The Statue Of Hayk Nahapet in Yerevan - Cultural Heritage Monument Of Armenia
The statue of Hayk Nahapet, the legendary patriarch and founder of Armenian nation is located on the 2nd block of Nor Nork administrative district in Yerevan.
This statue, made by sculptor Karlen Nurijanyan, along with his other works, initially was intended to be placed in Tsitsernakaberd Park in Yerevan. It is noteworthy that under Hayk Nahapet's feet there should have been lion-shaped pillars that would symbolize defeated Babylon and Assyria.
The material of the statue is wrought copper, the height of the sculpture is 3.5 meters.

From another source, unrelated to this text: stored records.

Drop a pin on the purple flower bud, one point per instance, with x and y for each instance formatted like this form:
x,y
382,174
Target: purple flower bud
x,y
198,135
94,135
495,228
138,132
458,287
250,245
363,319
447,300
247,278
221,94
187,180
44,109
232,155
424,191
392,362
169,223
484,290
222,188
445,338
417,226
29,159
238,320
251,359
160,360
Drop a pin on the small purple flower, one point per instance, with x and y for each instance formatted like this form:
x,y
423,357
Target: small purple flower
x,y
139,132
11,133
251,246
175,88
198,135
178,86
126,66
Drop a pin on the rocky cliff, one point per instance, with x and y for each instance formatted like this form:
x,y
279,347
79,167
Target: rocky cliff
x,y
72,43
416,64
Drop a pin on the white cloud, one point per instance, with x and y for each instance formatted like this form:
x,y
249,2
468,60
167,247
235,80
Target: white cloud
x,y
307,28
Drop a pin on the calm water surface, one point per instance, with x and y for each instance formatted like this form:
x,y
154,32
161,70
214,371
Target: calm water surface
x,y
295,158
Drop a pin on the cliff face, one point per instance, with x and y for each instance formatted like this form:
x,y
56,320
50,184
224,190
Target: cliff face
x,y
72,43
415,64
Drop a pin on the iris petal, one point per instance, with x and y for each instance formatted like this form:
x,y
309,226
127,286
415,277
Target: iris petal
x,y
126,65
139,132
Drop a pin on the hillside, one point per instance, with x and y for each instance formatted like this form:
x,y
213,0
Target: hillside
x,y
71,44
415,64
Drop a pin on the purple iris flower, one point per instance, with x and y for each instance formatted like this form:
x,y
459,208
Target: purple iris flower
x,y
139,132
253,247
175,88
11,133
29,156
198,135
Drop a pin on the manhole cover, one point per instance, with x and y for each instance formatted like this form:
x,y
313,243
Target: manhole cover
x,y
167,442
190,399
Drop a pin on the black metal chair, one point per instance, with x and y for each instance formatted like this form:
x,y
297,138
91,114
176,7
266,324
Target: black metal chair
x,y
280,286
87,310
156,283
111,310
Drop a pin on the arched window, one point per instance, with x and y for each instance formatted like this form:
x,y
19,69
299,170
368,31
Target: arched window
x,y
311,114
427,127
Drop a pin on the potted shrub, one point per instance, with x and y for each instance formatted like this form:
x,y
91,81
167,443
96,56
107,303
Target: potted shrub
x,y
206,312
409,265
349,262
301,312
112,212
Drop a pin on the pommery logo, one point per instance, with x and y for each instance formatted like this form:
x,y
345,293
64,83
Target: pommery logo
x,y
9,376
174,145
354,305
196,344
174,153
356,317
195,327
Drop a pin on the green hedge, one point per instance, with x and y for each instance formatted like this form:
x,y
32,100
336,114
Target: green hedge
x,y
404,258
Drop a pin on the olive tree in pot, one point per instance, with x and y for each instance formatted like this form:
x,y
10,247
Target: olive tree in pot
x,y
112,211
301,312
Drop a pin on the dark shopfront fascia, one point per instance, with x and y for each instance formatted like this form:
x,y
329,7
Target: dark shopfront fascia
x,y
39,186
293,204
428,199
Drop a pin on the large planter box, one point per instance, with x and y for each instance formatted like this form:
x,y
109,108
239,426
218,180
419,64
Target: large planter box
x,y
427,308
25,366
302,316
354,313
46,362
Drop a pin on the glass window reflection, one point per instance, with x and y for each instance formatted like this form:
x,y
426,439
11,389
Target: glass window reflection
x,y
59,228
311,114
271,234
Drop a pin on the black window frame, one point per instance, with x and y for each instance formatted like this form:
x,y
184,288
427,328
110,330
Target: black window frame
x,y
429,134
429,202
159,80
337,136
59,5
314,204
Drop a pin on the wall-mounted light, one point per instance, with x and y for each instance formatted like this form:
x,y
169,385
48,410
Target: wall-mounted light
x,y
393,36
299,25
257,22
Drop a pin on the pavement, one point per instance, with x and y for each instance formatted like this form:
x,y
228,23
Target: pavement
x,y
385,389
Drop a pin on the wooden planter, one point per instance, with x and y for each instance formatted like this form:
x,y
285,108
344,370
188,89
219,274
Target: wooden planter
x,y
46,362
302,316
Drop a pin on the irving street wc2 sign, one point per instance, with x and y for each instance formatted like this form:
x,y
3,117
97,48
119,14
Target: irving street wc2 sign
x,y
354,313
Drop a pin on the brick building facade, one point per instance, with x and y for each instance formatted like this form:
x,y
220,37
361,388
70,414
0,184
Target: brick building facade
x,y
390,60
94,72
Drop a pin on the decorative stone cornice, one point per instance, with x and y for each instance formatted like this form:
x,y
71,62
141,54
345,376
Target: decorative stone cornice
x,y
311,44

The story of Hayk the Great is told in the “History of Armenia” attributed to the Armenian historian Movses Khorenatsi (Moses of Chorene) and in the “Primary History" traditionally attributed to Sebeos. Fragments of the legend of Hayk are also preserved in the works of other authors, as well as in Armenian folk tradition.
Integrating the Armenian tradition into Biblical tradition, Movses Khorenatsi describes Hayk as a descendant of Noah through the latter's son Japheth.
According to the accounts of Movses Khorenatsi and the “Primary History”, Hayk fought against and killed the tyrannical Babylonian King Bel. Depending on the mythological tradition, Bel can refer to a symbolic Babylonian/Akkadian God of War or mythical founder of Babylon. Movses identifies Bel with the Biblical Nimrod and gives a list of his ancestors and successors, drawing from the Bible and Abydenus via Eusebius' works.
Bel may also symbolize the Gutian dynasty of Sumer, which ruled remnants of Akkadia as a tyrannical power during a Mesopotamian Dark Age after the Akkadian Empire broke up in 2154 BC.
Movses writes that the armies of Hayk and Bel clashed near Lake Van “in a plain between very high mountains." King Bel was initially in the vanguard, but seeing that the outcome of the battle was uncertain, he withdrew to a hill to await the arrival of the rest of his army. Seeing this, Hayk slew Bel with a nearly impossible shot using his mighty bow, sending the king's forces into disarray.